心桐大伤未愈,力气有限,对骋伟而言,那种力度掐捏,胳膊不仅不痛,正好似被按摩般舒爽。
“你小时没有看过狼来了的故事吗?总有一次吭了自己。”表面上骋伟不依不饶。
“耶——”心桐对他翻个白眼,“就你懂。”撅起樱桃般小嘴。
“你这丫头。”骋伟又举手,做势要打。
“你敢?”心桐昂起可爱的小脑袋,勇敢地面对骋伟,粉红湿润的圆圆脸蛋,像极了熟透的红苹果,阵阵香气溢出,环绕骋伟鼻尖。

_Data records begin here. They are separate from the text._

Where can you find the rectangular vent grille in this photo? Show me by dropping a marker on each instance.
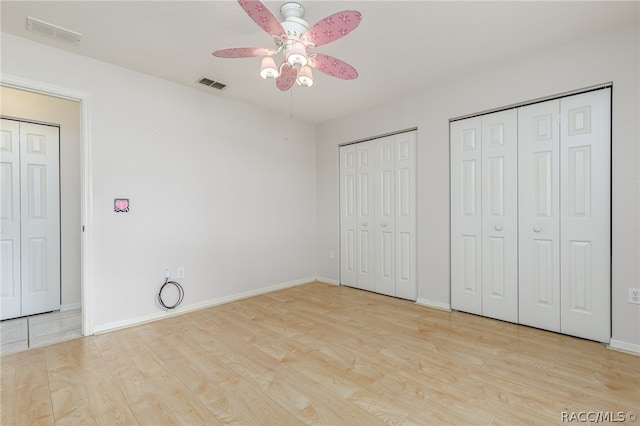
(212, 83)
(53, 31)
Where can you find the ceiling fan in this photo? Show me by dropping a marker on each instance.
(294, 37)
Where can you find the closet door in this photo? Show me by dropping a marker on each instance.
(585, 215)
(348, 228)
(365, 218)
(40, 217)
(406, 217)
(500, 215)
(30, 188)
(466, 215)
(10, 292)
(384, 220)
(539, 214)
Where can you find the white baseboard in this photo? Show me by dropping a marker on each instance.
(112, 326)
(432, 304)
(70, 306)
(327, 280)
(622, 346)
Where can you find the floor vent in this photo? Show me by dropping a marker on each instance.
(212, 83)
(53, 31)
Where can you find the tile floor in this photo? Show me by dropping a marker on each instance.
(38, 330)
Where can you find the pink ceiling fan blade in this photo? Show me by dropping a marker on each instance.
(287, 77)
(243, 52)
(262, 16)
(333, 27)
(333, 67)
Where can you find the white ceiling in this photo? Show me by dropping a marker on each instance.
(399, 46)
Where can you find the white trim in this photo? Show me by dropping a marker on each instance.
(433, 304)
(70, 307)
(327, 281)
(104, 328)
(622, 346)
(86, 195)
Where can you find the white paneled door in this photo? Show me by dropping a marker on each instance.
(531, 215)
(539, 210)
(348, 227)
(466, 215)
(585, 215)
(378, 215)
(484, 216)
(385, 206)
(500, 215)
(30, 229)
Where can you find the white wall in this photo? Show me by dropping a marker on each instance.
(223, 189)
(611, 57)
(66, 113)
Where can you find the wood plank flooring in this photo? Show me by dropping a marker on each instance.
(318, 354)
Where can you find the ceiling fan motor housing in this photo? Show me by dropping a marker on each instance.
(293, 24)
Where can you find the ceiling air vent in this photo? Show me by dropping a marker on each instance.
(53, 31)
(212, 83)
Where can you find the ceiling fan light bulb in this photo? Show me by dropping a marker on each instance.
(297, 54)
(305, 78)
(268, 69)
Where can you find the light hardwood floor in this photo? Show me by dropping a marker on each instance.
(318, 354)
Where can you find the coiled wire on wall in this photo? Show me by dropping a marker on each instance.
(180, 294)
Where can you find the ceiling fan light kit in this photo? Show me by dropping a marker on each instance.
(293, 38)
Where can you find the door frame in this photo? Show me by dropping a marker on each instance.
(86, 192)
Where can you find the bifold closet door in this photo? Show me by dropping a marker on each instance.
(378, 215)
(585, 215)
(500, 215)
(10, 291)
(565, 236)
(30, 233)
(356, 216)
(539, 214)
(484, 239)
(348, 227)
(406, 217)
(466, 215)
(395, 216)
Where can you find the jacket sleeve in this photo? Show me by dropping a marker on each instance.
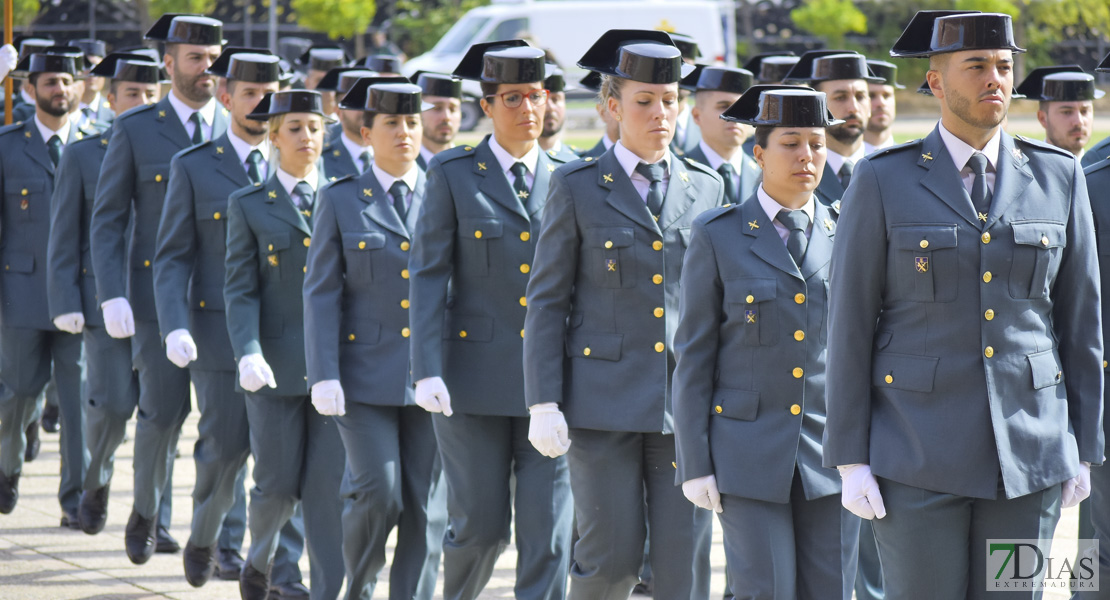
(553, 280)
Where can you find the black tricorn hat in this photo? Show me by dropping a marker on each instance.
(887, 71)
(129, 67)
(440, 84)
(938, 31)
(639, 54)
(781, 107)
(510, 61)
(386, 95)
(289, 101)
(382, 63)
(192, 29)
(818, 65)
(1061, 83)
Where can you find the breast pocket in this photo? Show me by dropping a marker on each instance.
(609, 252)
(357, 253)
(753, 308)
(1037, 250)
(924, 262)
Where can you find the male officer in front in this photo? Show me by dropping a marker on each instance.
(112, 390)
(30, 342)
(844, 77)
(965, 282)
(132, 189)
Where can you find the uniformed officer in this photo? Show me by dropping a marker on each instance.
(877, 134)
(759, 300)
(471, 258)
(298, 453)
(715, 90)
(356, 344)
(1066, 108)
(112, 388)
(965, 277)
(597, 341)
(132, 190)
(29, 342)
(440, 123)
(844, 77)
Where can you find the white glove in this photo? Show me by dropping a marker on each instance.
(71, 323)
(1078, 488)
(432, 396)
(254, 373)
(703, 492)
(860, 491)
(8, 59)
(328, 397)
(547, 430)
(180, 347)
(119, 319)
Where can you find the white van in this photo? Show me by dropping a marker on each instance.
(567, 28)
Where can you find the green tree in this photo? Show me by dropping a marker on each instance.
(829, 19)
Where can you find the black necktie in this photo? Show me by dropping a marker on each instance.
(653, 173)
(399, 191)
(796, 242)
(198, 129)
(728, 174)
(54, 149)
(980, 195)
(254, 168)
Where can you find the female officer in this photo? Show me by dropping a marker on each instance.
(298, 454)
(749, 386)
(602, 309)
(356, 342)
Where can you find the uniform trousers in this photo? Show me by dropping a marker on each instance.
(796, 550)
(393, 478)
(298, 456)
(934, 545)
(481, 455)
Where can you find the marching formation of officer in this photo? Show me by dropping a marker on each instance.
(456, 345)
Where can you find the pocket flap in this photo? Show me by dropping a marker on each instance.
(736, 404)
(904, 372)
(922, 237)
(1046, 368)
(594, 345)
(609, 237)
(1040, 234)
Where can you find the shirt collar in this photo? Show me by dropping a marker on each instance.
(960, 151)
(506, 160)
(772, 207)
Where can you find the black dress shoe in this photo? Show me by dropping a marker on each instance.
(92, 510)
(253, 585)
(200, 563)
(31, 451)
(293, 590)
(9, 492)
(50, 424)
(165, 542)
(139, 538)
(229, 565)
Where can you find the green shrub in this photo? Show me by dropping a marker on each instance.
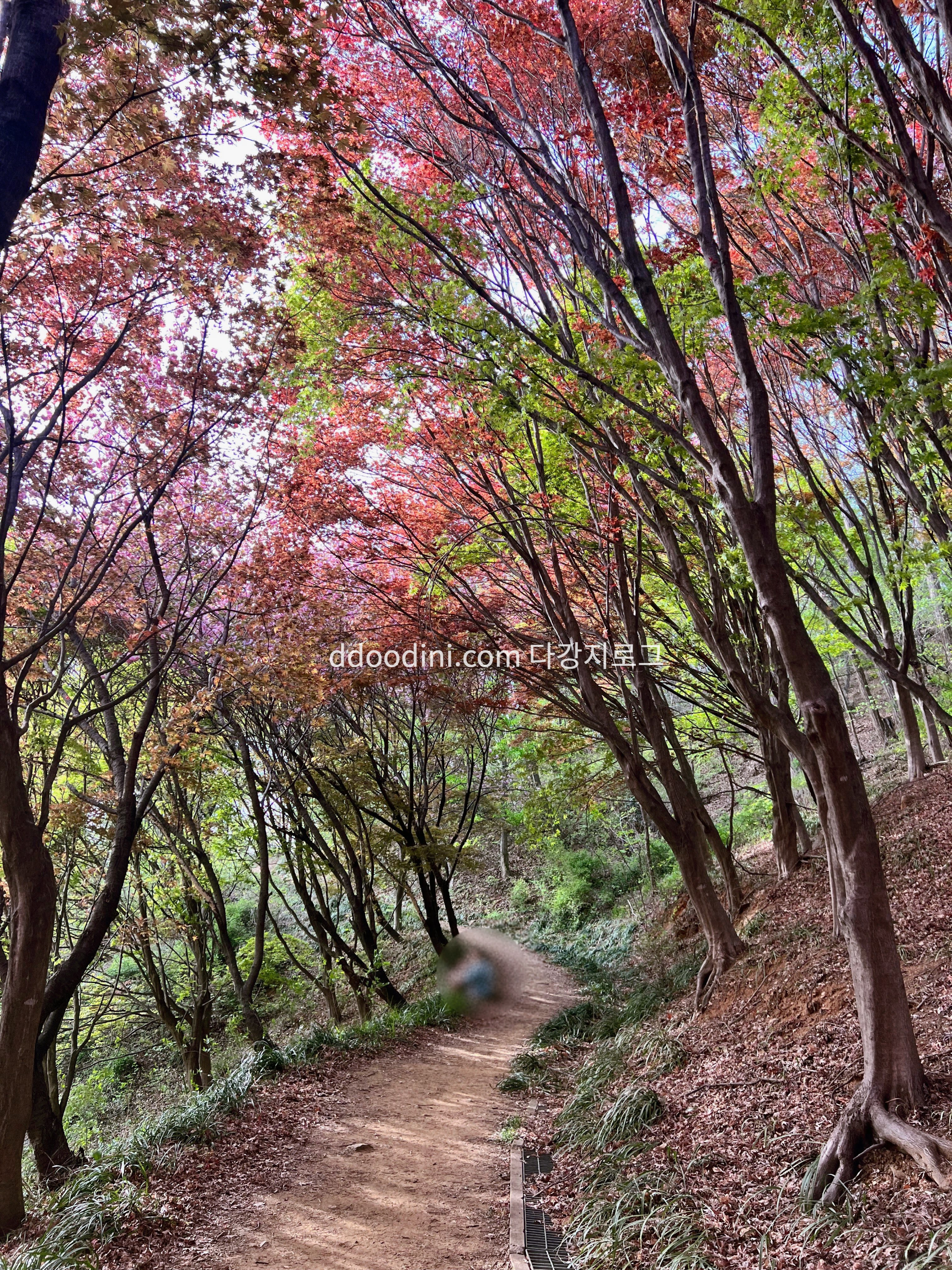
(522, 896)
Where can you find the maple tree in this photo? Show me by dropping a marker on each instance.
(506, 143)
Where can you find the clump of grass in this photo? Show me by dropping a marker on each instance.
(657, 1052)
(938, 1253)
(573, 1024)
(631, 1112)
(509, 1129)
(87, 1211)
(527, 1071)
(98, 1199)
(649, 1211)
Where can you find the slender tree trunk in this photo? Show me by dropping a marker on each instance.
(30, 74)
(504, 867)
(916, 755)
(446, 892)
(431, 910)
(885, 727)
(893, 1072)
(776, 757)
(932, 732)
(52, 1152)
(31, 883)
(688, 841)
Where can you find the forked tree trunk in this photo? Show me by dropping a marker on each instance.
(885, 726)
(31, 884)
(52, 1152)
(932, 732)
(912, 737)
(785, 830)
(893, 1074)
(431, 908)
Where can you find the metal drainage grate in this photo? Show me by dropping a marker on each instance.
(544, 1242)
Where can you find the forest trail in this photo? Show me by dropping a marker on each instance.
(433, 1189)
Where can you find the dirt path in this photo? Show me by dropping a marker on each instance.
(432, 1190)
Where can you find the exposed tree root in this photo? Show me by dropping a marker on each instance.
(866, 1122)
(706, 982)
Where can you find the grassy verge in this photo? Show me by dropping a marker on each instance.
(625, 1212)
(101, 1198)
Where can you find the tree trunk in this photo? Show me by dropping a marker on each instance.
(31, 883)
(776, 757)
(30, 74)
(445, 888)
(52, 1152)
(893, 1074)
(885, 726)
(916, 755)
(504, 867)
(431, 910)
(932, 732)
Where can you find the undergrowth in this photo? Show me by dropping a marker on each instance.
(625, 1209)
(98, 1199)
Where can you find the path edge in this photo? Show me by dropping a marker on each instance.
(517, 1208)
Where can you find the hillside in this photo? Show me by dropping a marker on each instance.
(751, 1089)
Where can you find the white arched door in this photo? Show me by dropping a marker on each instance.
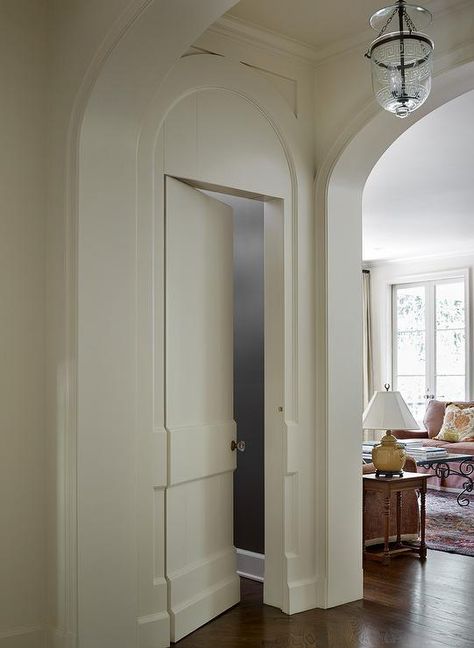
(200, 556)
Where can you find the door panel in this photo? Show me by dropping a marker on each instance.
(201, 565)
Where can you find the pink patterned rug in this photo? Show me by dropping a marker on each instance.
(449, 527)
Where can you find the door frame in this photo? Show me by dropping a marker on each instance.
(273, 218)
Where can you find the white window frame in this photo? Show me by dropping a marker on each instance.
(423, 279)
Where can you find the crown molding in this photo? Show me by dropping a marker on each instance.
(441, 256)
(250, 33)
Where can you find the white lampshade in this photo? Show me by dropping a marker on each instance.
(388, 411)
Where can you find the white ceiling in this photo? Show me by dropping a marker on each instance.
(419, 198)
(318, 23)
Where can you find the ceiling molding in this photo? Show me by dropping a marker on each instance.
(442, 256)
(250, 33)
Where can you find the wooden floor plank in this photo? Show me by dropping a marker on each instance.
(408, 604)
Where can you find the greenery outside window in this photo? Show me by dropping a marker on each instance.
(429, 345)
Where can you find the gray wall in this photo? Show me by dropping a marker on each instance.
(248, 371)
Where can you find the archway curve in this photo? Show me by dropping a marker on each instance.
(117, 195)
(339, 188)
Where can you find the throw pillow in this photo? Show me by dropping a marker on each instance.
(458, 424)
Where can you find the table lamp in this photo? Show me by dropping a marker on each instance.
(388, 411)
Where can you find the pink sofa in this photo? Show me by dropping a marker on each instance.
(433, 421)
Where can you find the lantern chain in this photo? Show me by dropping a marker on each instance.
(383, 30)
(410, 24)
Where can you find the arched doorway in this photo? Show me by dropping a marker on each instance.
(339, 189)
(207, 107)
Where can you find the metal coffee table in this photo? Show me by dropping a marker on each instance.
(442, 468)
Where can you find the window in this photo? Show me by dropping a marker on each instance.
(429, 342)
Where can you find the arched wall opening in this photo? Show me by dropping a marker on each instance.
(339, 190)
(212, 122)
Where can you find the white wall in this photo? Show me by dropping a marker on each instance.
(82, 36)
(22, 323)
(383, 275)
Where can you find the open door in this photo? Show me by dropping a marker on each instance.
(200, 556)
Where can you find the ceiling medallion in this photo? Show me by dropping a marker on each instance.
(402, 59)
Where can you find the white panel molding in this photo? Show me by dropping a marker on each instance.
(189, 586)
(189, 451)
(218, 73)
(250, 565)
(222, 596)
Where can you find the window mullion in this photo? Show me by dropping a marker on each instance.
(430, 340)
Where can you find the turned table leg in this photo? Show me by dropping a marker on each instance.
(364, 507)
(399, 518)
(423, 521)
(386, 548)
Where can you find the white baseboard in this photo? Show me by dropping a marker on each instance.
(23, 637)
(57, 638)
(250, 565)
(409, 537)
(444, 489)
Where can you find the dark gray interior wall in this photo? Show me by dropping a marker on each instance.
(248, 371)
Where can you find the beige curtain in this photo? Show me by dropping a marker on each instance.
(367, 339)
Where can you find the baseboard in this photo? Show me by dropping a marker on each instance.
(250, 565)
(302, 595)
(409, 537)
(23, 637)
(154, 630)
(444, 489)
(57, 638)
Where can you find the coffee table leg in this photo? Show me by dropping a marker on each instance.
(364, 506)
(423, 521)
(386, 548)
(399, 518)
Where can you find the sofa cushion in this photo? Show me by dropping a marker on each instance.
(458, 424)
(434, 415)
(437, 443)
(463, 447)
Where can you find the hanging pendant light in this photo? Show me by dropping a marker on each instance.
(401, 60)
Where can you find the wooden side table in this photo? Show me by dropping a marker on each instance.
(386, 486)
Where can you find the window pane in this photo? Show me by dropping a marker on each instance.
(450, 352)
(411, 353)
(450, 305)
(450, 388)
(412, 389)
(411, 308)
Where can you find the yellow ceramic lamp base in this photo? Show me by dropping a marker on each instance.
(389, 457)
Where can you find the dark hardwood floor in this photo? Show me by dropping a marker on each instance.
(408, 604)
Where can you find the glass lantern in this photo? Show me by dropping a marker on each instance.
(402, 60)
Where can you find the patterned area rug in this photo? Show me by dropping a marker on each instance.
(449, 527)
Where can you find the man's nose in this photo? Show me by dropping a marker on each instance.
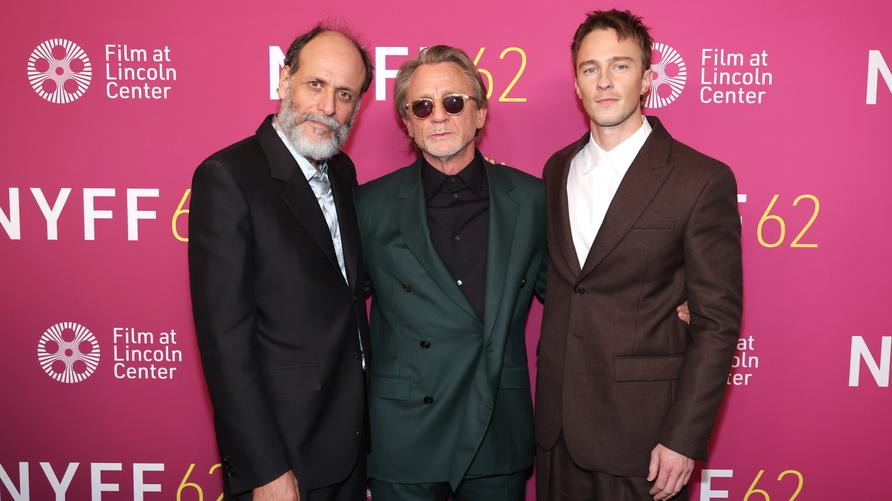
(326, 104)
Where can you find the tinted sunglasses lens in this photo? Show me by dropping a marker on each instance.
(422, 108)
(453, 104)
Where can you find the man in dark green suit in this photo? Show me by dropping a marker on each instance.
(455, 248)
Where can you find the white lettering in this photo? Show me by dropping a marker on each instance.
(876, 65)
(60, 488)
(706, 476)
(22, 493)
(51, 214)
(139, 487)
(12, 224)
(276, 62)
(133, 212)
(381, 71)
(90, 214)
(96, 484)
(880, 372)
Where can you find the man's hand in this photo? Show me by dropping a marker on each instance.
(283, 488)
(671, 471)
(684, 314)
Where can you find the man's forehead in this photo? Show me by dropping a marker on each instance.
(605, 44)
(331, 45)
(447, 77)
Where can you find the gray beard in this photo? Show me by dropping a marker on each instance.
(296, 129)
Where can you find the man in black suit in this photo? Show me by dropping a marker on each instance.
(275, 269)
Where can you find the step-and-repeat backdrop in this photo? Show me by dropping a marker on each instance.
(109, 106)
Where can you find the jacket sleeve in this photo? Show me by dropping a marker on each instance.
(220, 271)
(714, 284)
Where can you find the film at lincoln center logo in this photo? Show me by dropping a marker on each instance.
(669, 76)
(59, 71)
(68, 352)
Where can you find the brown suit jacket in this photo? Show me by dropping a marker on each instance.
(618, 371)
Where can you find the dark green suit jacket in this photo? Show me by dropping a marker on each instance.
(449, 392)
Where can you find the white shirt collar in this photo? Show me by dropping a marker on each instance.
(305, 166)
(622, 155)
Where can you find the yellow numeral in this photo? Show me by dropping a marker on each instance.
(766, 217)
(814, 215)
(193, 485)
(796, 473)
(486, 74)
(523, 64)
(179, 212)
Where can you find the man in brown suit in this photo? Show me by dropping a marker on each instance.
(627, 394)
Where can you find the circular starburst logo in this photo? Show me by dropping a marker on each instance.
(68, 352)
(59, 71)
(669, 76)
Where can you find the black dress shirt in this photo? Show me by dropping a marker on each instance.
(458, 219)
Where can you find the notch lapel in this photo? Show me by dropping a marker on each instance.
(414, 230)
(297, 194)
(559, 211)
(503, 211)
(342, 186)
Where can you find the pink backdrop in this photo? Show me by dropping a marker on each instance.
(813, 315)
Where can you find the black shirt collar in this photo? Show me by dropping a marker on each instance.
(434, 180)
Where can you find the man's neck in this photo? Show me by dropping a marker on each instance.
(610, 137)
(451, 165)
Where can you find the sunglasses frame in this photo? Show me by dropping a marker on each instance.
(464, 99)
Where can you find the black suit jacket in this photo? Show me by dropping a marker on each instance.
(276, 321)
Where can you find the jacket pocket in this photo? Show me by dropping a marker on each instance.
(292, 379)
(654, 223)
(648, 368)
(392, 387)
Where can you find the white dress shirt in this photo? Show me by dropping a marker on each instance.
(321, 186)
(592, 182)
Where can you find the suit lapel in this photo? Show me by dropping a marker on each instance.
(342, 189)
(297, 194)
(638, 187)
(559, 212)
(503, 211)
(414, 230)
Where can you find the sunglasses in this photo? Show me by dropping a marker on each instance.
(453, 104)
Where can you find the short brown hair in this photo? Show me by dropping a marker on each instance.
(292, 56)
(624, 23)
(433, 55)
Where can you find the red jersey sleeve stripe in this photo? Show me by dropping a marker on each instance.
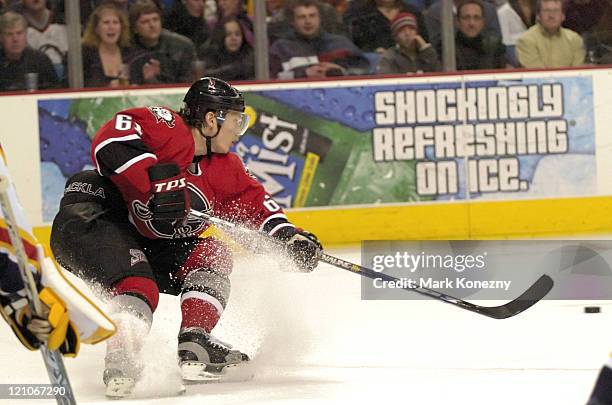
(133, 161)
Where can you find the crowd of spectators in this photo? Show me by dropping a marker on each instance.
(134, 42)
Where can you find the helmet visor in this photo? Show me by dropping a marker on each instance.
(236, 122)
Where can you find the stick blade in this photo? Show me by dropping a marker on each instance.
(526, 300)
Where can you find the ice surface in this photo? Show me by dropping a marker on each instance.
(314, 340)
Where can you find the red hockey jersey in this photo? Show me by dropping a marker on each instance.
(136, 139)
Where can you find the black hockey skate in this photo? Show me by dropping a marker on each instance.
(203, 358)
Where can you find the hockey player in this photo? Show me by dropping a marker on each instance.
(127, 225)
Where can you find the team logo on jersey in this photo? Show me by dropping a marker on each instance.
(162, 114)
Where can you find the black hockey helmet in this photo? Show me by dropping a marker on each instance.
(210, 94)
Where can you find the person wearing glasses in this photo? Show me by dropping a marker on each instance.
(127, 226)
(475, 47)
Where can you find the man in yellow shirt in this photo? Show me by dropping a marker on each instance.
(548, 45)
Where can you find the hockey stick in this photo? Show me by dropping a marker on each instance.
(53, 359)
(532, 295)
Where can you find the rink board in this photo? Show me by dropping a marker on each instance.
(444, 156)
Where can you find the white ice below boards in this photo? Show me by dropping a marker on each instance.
(313, 340)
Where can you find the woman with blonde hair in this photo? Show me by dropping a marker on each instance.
(106, 48)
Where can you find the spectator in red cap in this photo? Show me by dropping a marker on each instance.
(411, 54)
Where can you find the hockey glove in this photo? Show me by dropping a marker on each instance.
(170, 200)
(304, 248)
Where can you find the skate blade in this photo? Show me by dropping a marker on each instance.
(119, 387)
(195, 373)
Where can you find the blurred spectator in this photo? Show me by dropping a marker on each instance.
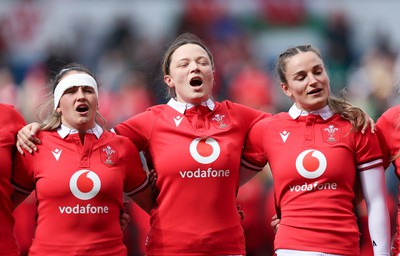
(339, 54)
(371, 85)
(8, 88)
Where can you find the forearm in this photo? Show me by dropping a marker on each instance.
(373, 184)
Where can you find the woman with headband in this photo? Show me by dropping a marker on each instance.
(79, 174)
(11, 121)
(194, 144)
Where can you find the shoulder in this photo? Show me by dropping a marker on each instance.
(391, 113)
(240, 109)
(9, 110)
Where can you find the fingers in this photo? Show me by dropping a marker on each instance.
(152, 178)
(275, 223)
(26, 143)
(368, 122)
(124, 220)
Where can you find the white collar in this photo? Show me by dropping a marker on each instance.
(324, 112)
(181, 107)
(63, 131)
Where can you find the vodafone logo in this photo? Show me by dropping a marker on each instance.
(311, 164)
(204, 151)
(85, 184)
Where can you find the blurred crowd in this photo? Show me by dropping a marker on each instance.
(128, 66)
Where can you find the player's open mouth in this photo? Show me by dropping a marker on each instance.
(196, 81)
(82, 108)
(314, 91)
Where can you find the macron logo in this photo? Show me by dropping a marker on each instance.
(57, 153)
(284, 135)
(178, 120)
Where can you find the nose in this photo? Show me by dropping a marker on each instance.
(193, 66)
(312, 80)
(80, 93)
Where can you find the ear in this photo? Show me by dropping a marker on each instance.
(286, 90)
(168, 81)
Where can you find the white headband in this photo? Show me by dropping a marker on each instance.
(71, 81)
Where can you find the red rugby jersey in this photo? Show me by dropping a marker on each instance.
(196, 154)
(11, 121)
(314, 163)
(79, 190)
(388, 130)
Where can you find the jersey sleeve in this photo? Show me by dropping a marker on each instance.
(368, 153)
(16, 119)
(384, 132)
(23, 178)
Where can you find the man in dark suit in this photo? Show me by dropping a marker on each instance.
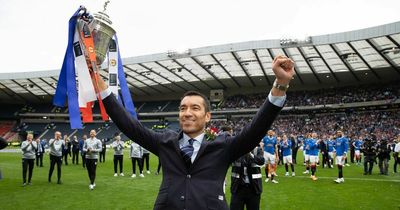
(39, 152)
(194, 167)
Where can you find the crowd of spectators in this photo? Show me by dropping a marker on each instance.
(384, 124)
(319, 97)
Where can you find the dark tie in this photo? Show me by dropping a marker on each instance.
(187, 151)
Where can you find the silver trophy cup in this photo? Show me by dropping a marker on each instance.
(100, 28)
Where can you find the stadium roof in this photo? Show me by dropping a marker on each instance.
(360, 56)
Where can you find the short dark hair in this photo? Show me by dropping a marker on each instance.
(196, 93)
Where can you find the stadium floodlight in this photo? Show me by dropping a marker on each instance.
(178, 53)
(294, 42)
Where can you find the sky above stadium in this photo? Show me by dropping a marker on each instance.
(34, 32)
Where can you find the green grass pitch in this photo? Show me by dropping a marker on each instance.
(300, 192)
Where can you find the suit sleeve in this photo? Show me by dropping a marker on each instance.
(131, 127)
(253, 132)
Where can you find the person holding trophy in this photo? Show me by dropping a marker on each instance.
(92, 147)
(194, 165)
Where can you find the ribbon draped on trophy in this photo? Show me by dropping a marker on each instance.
(91, 40)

骋伟心神荡漾,情不自禁地伸手欲掐住面前娇嫩的苹果,一点一点,移至她皮肤边缘,手指突然顿住。
大庭广众之下,他做什么?
“骋伟!”周分春愣住,急忙喊道。
骋伟连忙收回手,尴尬掩饰:“你刚偷吃什么了?”
“没吃东西啊!”心桐讶然,刚刚像痴了傻了,转眼间又来揪她的小辫子。
骋伟微笑,将女孩惊疑表情尽收眼底。
“不是说上午就该到家,怎么到现在才回来。我急死了。”屋子里传来兴奋的说话声,随即跑出一个四十多岁的少妇。
云依呆如木僵。
是她吗?云理的妈!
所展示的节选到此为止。